Let us focus now more on the statistical aspect of the analysis. I’m rather a frequentist, but given no proper data I cannot infer on the burping distribution. That is why I should perform the analysis in Bayesian style.

Our goal is to find a distribution of the number of burping events per day, π(θ). We know the distribution of daily burping events given the number of feedings. It is simply a Binomial distribution f(θ|n)=B(n, 0.9), as the probability of the single event is 90% after a feeding. The additional variable “feedings” in the data is a sample of the distribution of the number of daily feedings, π(n). Therefore, using Bayes’ Theorem we can write

π(θ)∝∫f(θ|n)·π(n)dn.

However, we don’t know the analytical density function of π(n), so we cannot calculate the posterior. We only possess a sample of the prior distribution consisting in 73 observations. Therefore, we can use a bootstrap simulation to get an estimate of the posterior. The procedure has a very simple idea and it might be hard to believe that it actually works. It is just a simple version of Monte Carlo simulation.

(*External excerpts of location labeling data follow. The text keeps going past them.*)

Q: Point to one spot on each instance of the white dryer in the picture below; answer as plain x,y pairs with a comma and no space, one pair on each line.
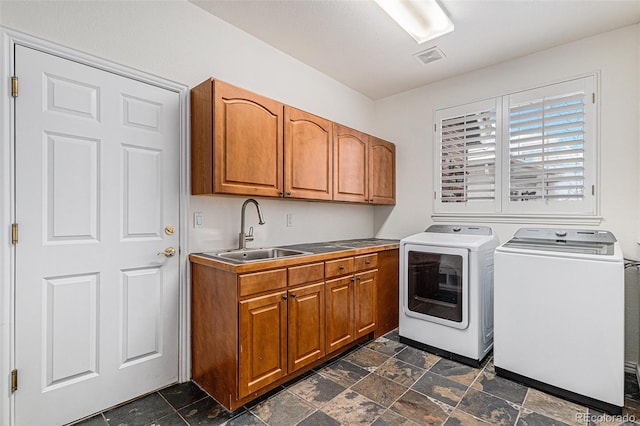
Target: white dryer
446,291
559,314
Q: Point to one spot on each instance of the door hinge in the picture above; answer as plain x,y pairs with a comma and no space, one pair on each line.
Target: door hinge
14,86
14,381
14,233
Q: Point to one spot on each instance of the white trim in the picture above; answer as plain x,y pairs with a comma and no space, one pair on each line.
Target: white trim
521,219
10,38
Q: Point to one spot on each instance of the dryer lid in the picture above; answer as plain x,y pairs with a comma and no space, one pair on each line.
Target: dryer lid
564,240
460,229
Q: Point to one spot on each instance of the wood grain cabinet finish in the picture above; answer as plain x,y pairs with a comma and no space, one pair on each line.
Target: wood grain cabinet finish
350,181
263,341
236,141
306,325
254,331
382,172
308,149
339,313
388,291
351,299
246,144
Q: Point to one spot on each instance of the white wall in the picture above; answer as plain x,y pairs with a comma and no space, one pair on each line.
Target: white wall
407,119
179,41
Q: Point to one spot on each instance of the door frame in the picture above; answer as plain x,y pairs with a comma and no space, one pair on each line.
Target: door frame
9,39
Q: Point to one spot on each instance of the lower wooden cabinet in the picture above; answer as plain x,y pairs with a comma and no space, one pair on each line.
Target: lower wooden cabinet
351,300
339,313
263,341
306,325
365,305
254,331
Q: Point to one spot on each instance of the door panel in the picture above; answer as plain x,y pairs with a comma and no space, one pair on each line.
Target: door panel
365,303
97,180
306,310
339,313
350,165
263,341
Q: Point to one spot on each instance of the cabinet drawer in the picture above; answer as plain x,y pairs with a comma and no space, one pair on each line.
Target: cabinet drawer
261,281
369,261
306,274
335,268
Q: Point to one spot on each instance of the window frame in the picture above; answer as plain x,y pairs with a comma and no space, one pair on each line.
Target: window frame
502,209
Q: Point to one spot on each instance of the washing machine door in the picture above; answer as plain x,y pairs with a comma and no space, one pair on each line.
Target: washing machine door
435,284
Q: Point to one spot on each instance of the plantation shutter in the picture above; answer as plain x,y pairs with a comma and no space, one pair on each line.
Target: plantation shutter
467,152
550,160
524,155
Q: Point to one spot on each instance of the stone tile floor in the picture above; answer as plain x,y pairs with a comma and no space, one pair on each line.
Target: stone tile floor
383,382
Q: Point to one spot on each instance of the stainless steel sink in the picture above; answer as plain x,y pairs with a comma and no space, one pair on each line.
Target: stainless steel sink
256,255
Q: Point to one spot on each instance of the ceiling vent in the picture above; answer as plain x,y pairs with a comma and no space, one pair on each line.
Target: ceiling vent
430,55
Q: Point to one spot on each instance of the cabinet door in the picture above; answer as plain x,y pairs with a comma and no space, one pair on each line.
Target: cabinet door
365,303
248,140
382,171
350,164
339,313
263,341
308,150
306,325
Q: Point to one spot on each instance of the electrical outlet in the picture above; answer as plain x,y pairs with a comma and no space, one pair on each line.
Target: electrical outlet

At first we pick some huge number T that is going to be the number of simulations. Each simulation step consists of:

• Take ni as a single sample with replacement from the data of daily feedings.
• Each observation ni is assumed to be from the prior distribution π(n).
• For the observation ni, simulate another variable yi from the distribution B(ni, 0.9).
• The histogram of variables yi is an estimate of the posterior density π(θ).

In figure 1 we can compare the posterior and prior distribution. The prior is a skewed distribution with mean 10.3 and variance 2.2. The posterior is more symmetrically distributed with mean 9.24 and variance 2.7.